Aucune poursuite judiciaire n’a été engagée par les États-Unis au titre de la Loi pour la protection des victimes de la torture au cours des quatorze dernières années, en dépit de nombreuses allégations faisant état de la présence aux États-Unis de centaines de personnes soupçonnées d’avoir commis des actes de torture. Amnesty International espère que cette condamnation est le signe que les États-Unis vont à présent commencer à s’acquitter de leurs obligations définies par la Convention des Nations unies contre la torture et autres peines ou traitements cruels, inhumains et dégradants, et exercer leur compétence universelle à l’égard de personnes résidant sur un territoire soumis à leur compétence et soupçonnées de tout acte de torture, tentative de commettre la torture ou complicité ou participation à la torture. En conséquence, l’organisation salue les propos du procureur général [de Floride] Alexander Acosta qui a déclaré le 30 octobre que cette affaire était la première de ce type , mais cela ne veut pas dire qu’il s’agira aussi de la dernière .

En outre, Amnesty International espère que le Libéria promulguera des lois efficaces et que le ministère public libérien commencera désormais à enquêter et, là où il existera suffisamment d’éléments recevables, à poursuivre les nombreuses autres personnes soupçonnées de torture et d’autres infractions au droit international commises au Libéria lors de la dernière décennie.

Complément d’information

Le 6 décembre 2006, Roy Belfast Jr (alias Charles ou Chuckie Taylor, Charles Taylor II et Charles MacArthur Emmanuel), citoyen des États-Unis, avait été mis en inculpation par un grand jury fédéral des États-Unis pour torture et complot en vue de torture, qu’il aurait commise alors qu’il servait comme chef de l’Unité de lutte antiterroriste de l’ancien président libérien Charles Taylor. Son procès s’est ouvert le 28 septembre 2008 devant la Cour fédérale du district de Floride du Sud à Miami, où il avait été arrêté initialement pour fausse déclaration relative à son passeport.

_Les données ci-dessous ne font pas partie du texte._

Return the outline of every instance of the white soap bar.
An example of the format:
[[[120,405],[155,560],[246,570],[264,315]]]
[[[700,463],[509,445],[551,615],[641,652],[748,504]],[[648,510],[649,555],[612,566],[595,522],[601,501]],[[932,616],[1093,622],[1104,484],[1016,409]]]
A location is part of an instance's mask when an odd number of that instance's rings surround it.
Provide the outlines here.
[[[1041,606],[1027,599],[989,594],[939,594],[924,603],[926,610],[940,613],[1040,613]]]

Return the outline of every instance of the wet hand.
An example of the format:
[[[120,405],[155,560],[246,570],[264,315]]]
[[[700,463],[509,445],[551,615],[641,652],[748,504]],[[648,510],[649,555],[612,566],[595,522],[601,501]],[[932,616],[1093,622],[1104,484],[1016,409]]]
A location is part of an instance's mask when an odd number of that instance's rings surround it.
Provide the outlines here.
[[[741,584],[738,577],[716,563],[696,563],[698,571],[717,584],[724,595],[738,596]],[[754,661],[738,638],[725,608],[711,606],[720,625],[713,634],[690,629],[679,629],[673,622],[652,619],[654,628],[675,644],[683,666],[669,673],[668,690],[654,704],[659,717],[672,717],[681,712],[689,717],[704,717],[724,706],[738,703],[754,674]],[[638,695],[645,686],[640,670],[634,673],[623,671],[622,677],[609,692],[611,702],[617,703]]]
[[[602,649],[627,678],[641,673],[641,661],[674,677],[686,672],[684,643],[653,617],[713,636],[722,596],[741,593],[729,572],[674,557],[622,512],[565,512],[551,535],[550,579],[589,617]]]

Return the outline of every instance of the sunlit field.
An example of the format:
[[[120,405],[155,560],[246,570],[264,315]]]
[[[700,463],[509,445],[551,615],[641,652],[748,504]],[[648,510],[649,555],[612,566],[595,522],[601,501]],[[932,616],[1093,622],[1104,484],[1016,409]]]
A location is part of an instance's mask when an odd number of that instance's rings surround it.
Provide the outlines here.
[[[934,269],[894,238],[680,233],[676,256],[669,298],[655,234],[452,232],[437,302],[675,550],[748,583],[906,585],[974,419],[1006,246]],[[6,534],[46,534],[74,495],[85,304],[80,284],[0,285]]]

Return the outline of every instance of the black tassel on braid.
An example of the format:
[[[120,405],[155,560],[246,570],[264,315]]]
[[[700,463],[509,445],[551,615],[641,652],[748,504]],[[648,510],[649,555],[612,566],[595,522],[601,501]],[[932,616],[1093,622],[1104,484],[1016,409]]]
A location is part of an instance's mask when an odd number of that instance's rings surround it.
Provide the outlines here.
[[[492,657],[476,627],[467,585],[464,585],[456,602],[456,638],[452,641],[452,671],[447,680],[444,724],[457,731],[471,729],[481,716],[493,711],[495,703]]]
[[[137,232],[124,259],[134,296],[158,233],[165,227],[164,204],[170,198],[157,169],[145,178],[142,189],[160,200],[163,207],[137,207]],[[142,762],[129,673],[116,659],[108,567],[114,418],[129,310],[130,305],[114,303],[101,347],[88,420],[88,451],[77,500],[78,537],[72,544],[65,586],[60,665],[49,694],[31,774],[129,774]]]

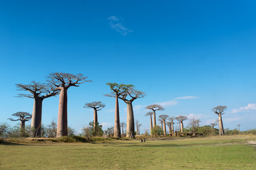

La Loi fédérale pour la protection des victimes de la torture autorise les Cours fédérales à exercer leur compétence universelle sur des personnes résidant aux États-Unis qui sont soupçonnées de torture, où qu’elle ait été commise dans le monde. Le texte s’applique aux citoyens des États-Unis ainsi qu’à toute personne présente sur le territoire des États-Unis, quelle que soit sa nationalité et quel que soit le lieu où les crimes ont été commis.

Le procès de Chuckie Taylor s’est déroulé en même temps que celui de son père, Charles Taylor, jugé à La Haye par le Tribunal spécial pour la Sierra Leone. L’ancien président, jugé pour des crimes qu’il est accusé d’avoir commis en Sierra Leone, doit répondre de onze chefs d’inculpation pour crimes de guerre et crimes contre l’humanité.

De 1989 à 2003, le Libéria a été plongé dans un conflit caractérisé par des crimes de guerre et des crimes contre l’humanité. En 2006, un nouveau gouvernement est arrivé au pouvoir. À ce jour néanmoins, nul, au Libéria, n’a fait l’objet d’une enquête ou de poursuites pour torture ou tout autre crime aux termes du droit international. En outre, le gouvernement libérien n’a pas donné force de loi aux textes nécessaires pour définir la torture comme un crime en droit national, correspondant à la définition de la Convention contre la torture. Pour Amnesty International, de même que les ministères publics aux États-Unis et aux Pays-Bas ont maintenant commencé s’acquitter de leur responsabilité – définie par la Convention contre la torture – d’enquêter sur les suspects de crimes à l’encontre des Libériens et de les poursuivre, le gouvernement libérien doit sans délai donner force de loi aux textes nécessaires et les mettre en œuvre.